Our engineering team was tasked with a project to design a separation process to increase the purity of a given isopropyl alcohol, IPA, process with a capacity of 250,000 lbs/month, at 99.999 wt% IPA for an industry partner. The incoming feed concentration is 99.651wt% IPA with trace amounts of water, organic compounds, and metals. As stated in the project description, removal of the organics is the main priority for this project. Trace metal reduction of the treated IPA stream is a secondary goal, which was pursued after the removal of organics met project specifications.

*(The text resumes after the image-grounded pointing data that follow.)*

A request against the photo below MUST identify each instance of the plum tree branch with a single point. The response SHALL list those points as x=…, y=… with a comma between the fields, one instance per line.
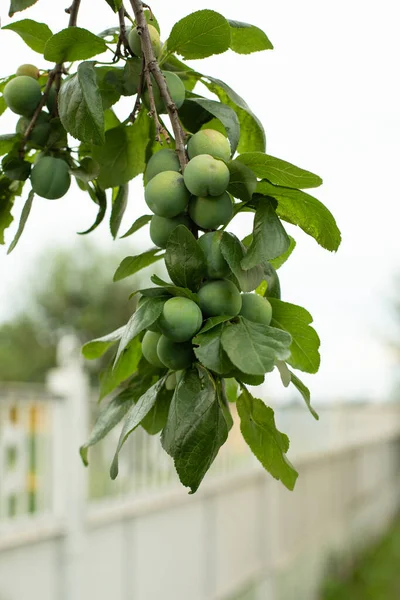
x=153, y=67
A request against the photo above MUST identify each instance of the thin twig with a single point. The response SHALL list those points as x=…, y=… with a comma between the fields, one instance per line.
x=154, y=68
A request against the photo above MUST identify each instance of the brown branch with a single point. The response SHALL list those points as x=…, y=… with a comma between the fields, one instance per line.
x=154, y=68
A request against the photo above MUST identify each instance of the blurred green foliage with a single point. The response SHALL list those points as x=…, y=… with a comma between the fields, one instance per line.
x=376, y=575
x=68, y=290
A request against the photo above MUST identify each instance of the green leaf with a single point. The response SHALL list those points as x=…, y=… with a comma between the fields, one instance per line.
x=246, y=38
x=233, y=251
x=280, y=260
x=210, y=351
x=124, y=367
x=268, y=444
x=299, y=208
x=147, y=313
x=184, y=259
x=118, y=209
x=225, y=114
x=35, y=35
x=279, y=172
x=243, y=182
x=99, y=197
x=253, y=348
x=115, y=4
x=196, y=427
x=175, y=290
x=270, y=239
x=96, y=348
x=138, y=224
x=110, y=415
x=123, y=155
x=252, y=135
x=305, y=392
x=80, y=105
x=134, y=417
x=24, y=217
x=73, y=43
x=19, y=5
x=200, y=34
x=132, y=264
x=305, y=341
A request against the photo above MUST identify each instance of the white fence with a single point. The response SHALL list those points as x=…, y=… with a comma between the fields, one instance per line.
x=67, y=533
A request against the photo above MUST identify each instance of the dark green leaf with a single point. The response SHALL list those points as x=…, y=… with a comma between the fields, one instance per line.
x=226, y=115
x=138, y=224
x=253, y=348
x=243, y=182
x=252, y=135
x=24, y=217
x=18, y=5
x=269, y=445
x=80, y=105
x=123, y=155
x=307, y=212
x=110, y=415
x=233, y=251
x=305, y=392
x=175, y=290
x=246, y=38
x=269, y=236
x=200, y=34
x=99, y=197
x=210, y=352
x=73, y=43
x=35, y=35
x=118, y=209
x=279, y=172
x=134, y=417
x=132, y=264
x=196, y=427
x=96, y=348
x=147, y=313
x=305, y=341
x=184, y=259
x=280, y=260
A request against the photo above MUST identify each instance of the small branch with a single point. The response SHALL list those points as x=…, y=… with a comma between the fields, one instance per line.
x=72, y=11
x=161, y=131
x=154, y=68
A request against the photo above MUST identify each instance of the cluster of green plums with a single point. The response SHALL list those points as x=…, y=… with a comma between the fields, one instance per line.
x=198, y=195
x=50, y=176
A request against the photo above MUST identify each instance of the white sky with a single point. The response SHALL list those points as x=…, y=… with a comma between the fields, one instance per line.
x=329, y=98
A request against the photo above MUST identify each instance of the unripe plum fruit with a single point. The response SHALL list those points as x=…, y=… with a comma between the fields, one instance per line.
x=28, y=70
x=206, y=176
x=41, y=131
x=217, y=267
x=220, y=297
x=180, y=319
x=149, y=348
x=166, y=194
x=135, y=41
x=209, y=212
x=163, y=160
x=22, y=95
x=256, y=308
x=161, y=228
x=175, y=355
x=209, y=141
x=50, y=177
x=176, y=89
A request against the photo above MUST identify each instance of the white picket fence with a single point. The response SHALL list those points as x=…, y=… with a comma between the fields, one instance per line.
x=67, y=533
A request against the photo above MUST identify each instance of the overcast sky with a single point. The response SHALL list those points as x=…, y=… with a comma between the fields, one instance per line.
x=329, y=98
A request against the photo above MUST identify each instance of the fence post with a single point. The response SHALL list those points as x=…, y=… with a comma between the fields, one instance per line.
x=70, y=383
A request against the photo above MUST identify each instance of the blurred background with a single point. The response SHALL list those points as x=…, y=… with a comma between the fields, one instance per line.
x=329, y=100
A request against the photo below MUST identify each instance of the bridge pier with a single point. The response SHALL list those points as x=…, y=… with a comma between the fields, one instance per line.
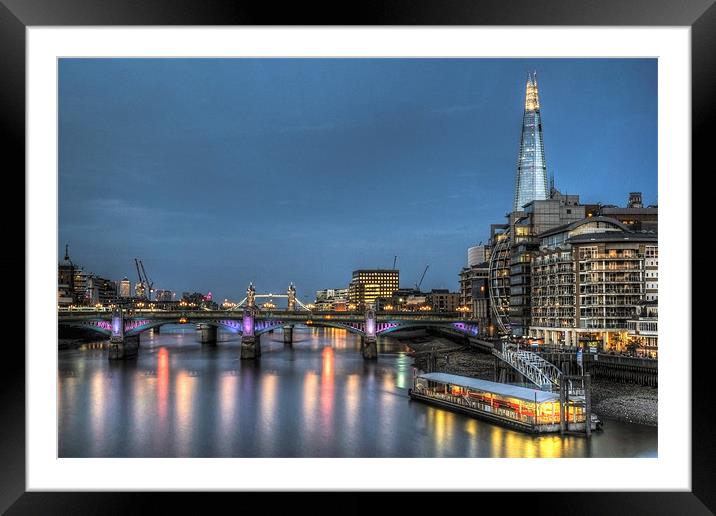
x=288, y=334
x=250, y=342
x=369, y=347
x=124, y=347
x=121, y=346
x=207, y=333
x=250, y=346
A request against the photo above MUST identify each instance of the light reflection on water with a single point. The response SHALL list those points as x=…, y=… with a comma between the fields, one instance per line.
x=317, y=398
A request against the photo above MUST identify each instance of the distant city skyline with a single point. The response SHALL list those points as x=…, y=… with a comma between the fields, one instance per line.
x=218, y=172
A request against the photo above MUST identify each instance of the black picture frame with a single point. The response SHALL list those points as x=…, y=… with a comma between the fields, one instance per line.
x=16, y=15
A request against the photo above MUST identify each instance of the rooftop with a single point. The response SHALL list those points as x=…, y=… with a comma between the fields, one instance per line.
x=503, y=389
x=613, y=236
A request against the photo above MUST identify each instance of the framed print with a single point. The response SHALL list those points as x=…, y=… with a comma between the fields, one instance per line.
x=290, y=251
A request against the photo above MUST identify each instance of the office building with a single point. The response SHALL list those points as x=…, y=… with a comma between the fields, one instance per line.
x=125, y=288
x=101, y=291
x=531, y=181
x=367, y=285
x=442, y=300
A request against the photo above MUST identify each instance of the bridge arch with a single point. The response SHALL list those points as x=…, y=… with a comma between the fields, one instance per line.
x=230, y=324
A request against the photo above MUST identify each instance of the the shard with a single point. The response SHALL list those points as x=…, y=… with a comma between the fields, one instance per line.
x=531, y=182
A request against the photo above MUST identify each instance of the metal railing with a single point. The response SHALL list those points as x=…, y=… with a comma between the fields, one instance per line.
x=533, y=367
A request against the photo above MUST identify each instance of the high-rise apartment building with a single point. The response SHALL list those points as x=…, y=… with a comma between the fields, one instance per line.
x=588, y=280
x=367, y=285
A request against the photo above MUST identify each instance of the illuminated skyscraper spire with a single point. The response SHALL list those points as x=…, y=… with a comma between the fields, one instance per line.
x=531, y=183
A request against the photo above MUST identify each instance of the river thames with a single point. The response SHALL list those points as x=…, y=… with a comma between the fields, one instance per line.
x=316, y=398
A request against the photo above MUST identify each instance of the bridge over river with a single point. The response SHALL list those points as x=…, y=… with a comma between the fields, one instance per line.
x=123, y=327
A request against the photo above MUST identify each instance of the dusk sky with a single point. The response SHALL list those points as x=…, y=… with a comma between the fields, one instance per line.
x=217, y=172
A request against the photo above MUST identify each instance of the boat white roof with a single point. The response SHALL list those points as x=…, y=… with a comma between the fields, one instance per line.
x=503, y=389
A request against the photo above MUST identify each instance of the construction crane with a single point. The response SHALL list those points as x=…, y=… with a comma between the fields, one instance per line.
x=417, y=285
x=144, y=286
x=141, y=291
x=148, y=283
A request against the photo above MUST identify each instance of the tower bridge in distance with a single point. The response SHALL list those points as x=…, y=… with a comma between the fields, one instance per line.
x=123, y=327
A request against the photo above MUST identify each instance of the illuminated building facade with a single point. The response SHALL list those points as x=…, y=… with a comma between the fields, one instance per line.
x=367, y=285
x=125, y=288
x=588, y=280
x=531, y=182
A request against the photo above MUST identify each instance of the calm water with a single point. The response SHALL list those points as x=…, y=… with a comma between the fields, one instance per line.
x=316, y=399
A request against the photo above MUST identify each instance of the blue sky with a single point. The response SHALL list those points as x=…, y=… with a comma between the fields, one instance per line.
x=217, y=172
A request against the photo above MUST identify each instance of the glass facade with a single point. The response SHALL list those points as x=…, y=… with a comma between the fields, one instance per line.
x=531, y=183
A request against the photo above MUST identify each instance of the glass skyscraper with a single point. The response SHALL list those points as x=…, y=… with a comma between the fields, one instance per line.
x=531, y=183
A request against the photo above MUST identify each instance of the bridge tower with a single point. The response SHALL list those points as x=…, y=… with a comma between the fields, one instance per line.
x=251, y=295
x=291, y=298
x=288, y=329
x=250, y=342
x=369, y=342
x=120, y=345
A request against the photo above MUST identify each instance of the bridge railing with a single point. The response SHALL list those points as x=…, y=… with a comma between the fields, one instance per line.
x=542, y=373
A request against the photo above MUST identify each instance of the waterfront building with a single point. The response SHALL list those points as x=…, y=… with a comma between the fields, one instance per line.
x=523, y=408
x=634, y=215
x=513, y=245
x=164, y=296
x=65, y=280
x=125, y=288
x=474, y=294
x=442, y=300
x=477, y=254
x=531, y=181
x=588, y=280
x=331, y=299
x=367, y=285
x=643, y=331
x=101, y=290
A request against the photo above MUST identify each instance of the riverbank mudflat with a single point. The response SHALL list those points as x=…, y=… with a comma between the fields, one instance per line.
x=621, y=401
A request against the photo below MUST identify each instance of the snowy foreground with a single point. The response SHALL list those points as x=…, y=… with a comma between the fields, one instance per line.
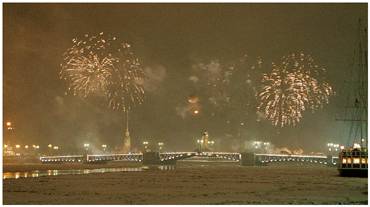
x=191, y=183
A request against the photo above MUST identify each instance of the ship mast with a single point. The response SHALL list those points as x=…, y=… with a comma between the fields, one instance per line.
x=358, y=92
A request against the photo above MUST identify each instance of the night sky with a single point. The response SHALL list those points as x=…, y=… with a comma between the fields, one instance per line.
x=170, y=39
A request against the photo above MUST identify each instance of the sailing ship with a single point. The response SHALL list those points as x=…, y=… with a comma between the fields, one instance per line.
x=353, y=159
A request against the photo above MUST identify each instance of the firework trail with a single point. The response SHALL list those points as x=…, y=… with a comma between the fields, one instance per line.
x=100, y=64
x=125, y=88
x=293, y=86
x=88, y=64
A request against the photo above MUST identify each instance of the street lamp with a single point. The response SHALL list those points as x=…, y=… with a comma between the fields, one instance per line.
x=145, y=143
x=160, y=146
x=104, y=146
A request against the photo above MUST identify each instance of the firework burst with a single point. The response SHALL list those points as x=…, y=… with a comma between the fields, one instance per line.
x=292, y=87
x=125, y=87
x=99, y=64
x=88, y=64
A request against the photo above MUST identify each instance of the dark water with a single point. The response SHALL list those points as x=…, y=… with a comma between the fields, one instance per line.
x=40, y=173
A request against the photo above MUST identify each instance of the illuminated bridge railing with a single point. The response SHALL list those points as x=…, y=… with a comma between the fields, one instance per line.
x=60, y=159
x=317, y=159
x=131, y=157
x=166, y=157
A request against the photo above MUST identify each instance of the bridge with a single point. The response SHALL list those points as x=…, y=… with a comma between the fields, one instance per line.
x=172, y=157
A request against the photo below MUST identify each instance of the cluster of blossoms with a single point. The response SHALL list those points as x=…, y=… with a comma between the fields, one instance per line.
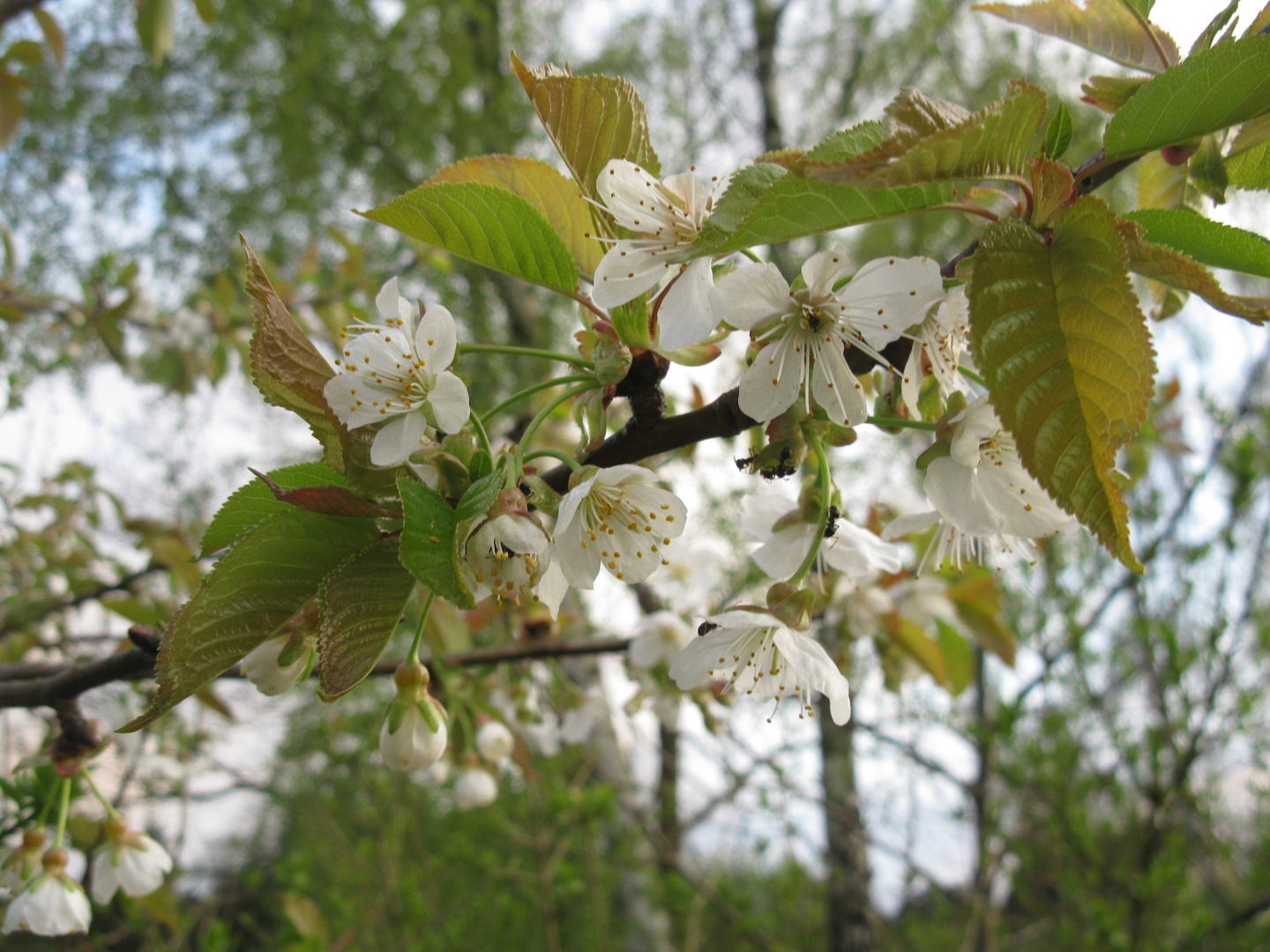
x=46, y=900
x=620, y=519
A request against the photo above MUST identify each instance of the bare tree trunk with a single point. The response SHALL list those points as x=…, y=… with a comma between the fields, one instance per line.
x=852, y=925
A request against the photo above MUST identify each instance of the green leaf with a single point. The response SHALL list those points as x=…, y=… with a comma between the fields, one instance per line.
x=156, y=28
x=429, y=542
x=1179, y=271
x=1209, y=92
x=290, y=372
x=793, y=207
x=958, y=657
x=1058, y=133
x=273, y=570
x=556, y=197
x=1110, y=93
x=361, y=606
x=1206, y=240
x=1247, y=161
x=254, y=502
x=54, y=33
x=1105, y=26
x=1065, y=353
x=591, y=120
x=990, y=144
x=487, y=225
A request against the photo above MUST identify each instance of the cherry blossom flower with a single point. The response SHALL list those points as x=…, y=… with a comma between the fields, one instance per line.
x=983, y=498
x=474, y=787
x=397, y=372
x=807, y=331
x=619, y=519
x=52, y=904
x=664, y=219
x=787, y=536
x=265, y=669
x=765, y=659
x=663, y=635
x=941, y=339
x=130, y=861
x=494, y=741
x=508, y=556
x=415, y=734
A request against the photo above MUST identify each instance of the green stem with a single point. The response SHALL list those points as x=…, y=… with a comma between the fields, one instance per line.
x=413, y=657
x=556, y=455
x=542, y=417
x=109, y=810
x=900, y=421
x=822, y=519
x=63, y=813
x=528, y=391
x=482, y=435
x=524, y=352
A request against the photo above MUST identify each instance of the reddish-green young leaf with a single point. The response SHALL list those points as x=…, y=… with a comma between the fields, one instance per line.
x=556, y=197
x=328, y=501
x=1179, y=271
x=921, y=646
x=254, y=502
x=290, y=372
x=1053, y=187
x=361, y=606
x=990, y=144
x=1105, y=26
x=1209, y=92
x=429, y=546
x=1110, y=93
x=259, y=584
x=487, y=225
x=1206, y=240
x=591, y=120
x=977, y=598
x=1067, y=357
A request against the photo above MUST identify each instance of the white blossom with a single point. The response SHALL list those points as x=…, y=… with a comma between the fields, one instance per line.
x=616, y=518
x=983, y=496
x=398, y=372
x=941, y=339
x=664, y=219
x=494, y=741
x=130, y=861
x=263, y=669
x=475, y=787
x=807, y=331
x=508, y=556
x=762, y=658
x=663, y=635
x=785, y=536
x=52, y=904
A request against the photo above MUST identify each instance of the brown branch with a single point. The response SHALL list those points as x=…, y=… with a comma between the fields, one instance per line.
x=70, y=681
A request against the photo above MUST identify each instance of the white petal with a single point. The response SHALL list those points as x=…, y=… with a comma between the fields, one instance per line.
x=816, y=669
x=625, y=271
x=773, y=383
x=691, y=309
x=398, y=439
x=755, y=294
x=449, y=403
x=834, y=387
x=889, y=294
x=435, y=339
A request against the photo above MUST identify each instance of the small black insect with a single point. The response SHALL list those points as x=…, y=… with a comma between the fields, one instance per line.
x=831, y=525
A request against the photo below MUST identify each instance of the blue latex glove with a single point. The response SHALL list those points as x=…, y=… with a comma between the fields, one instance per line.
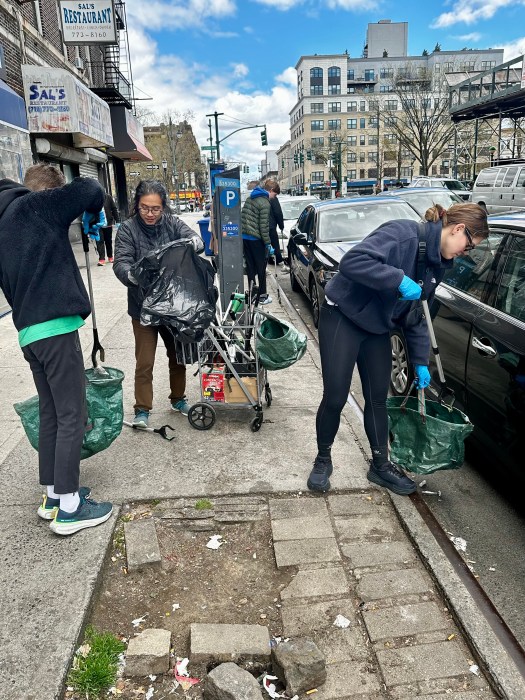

The overall design of this separation process was modeled in HYSYS and considered economic and environmental aspects.
Initial design focused on continuing work performed in a thesis completed by Rachel Meeuwsen, which centered on designing separation processes for an IPA feed stream with the same specifications. Meeuwsen's completed design produced a theoretical IPA stream at 99.95 wt% by utilizing a molecular sieve for the separation of water, followed by a series of distillation columns. To improve upon these results, the design team performed investigations into alternative configurations and chemical additives used in distillation processes. We investigated three possibilities of separation: distillation columns, membranes, and a combination of the two. The best configuration was decided based on the process’s ability to reach the desired purity, initial capital and operating costs, safety, and environmental impact. Contrasting the work done by Meeuwsen, our team found the most optimized solvents for the job on an economic and environmental basis. In Meeuwsen’s thesis, she determined that the cost of virgin solvents would cost more than the capital invested in the entire plant, meaning recycling of the solvent is integral to increasing profitability of the plant.
Our team reduced capital costs to make this plant as economical as possible by adding recycling systems for these solvents. We also compared the environmental impact of each solvent and took this into consideration. Solvents were chosen based on their performance in separation of organics, their costs, and their environmental impacts. We also researched the removal of metals from the IPA stream to further optimize the semiconductor manufacturing process. The proposed future work stated in Meeuwsen’s thesis was used a guideline for our research. Our goals for completion were to achieve the desired separation of 99.999 wt% with the lowest possible initial capital and operating costs while limiting the process’s environmental impact.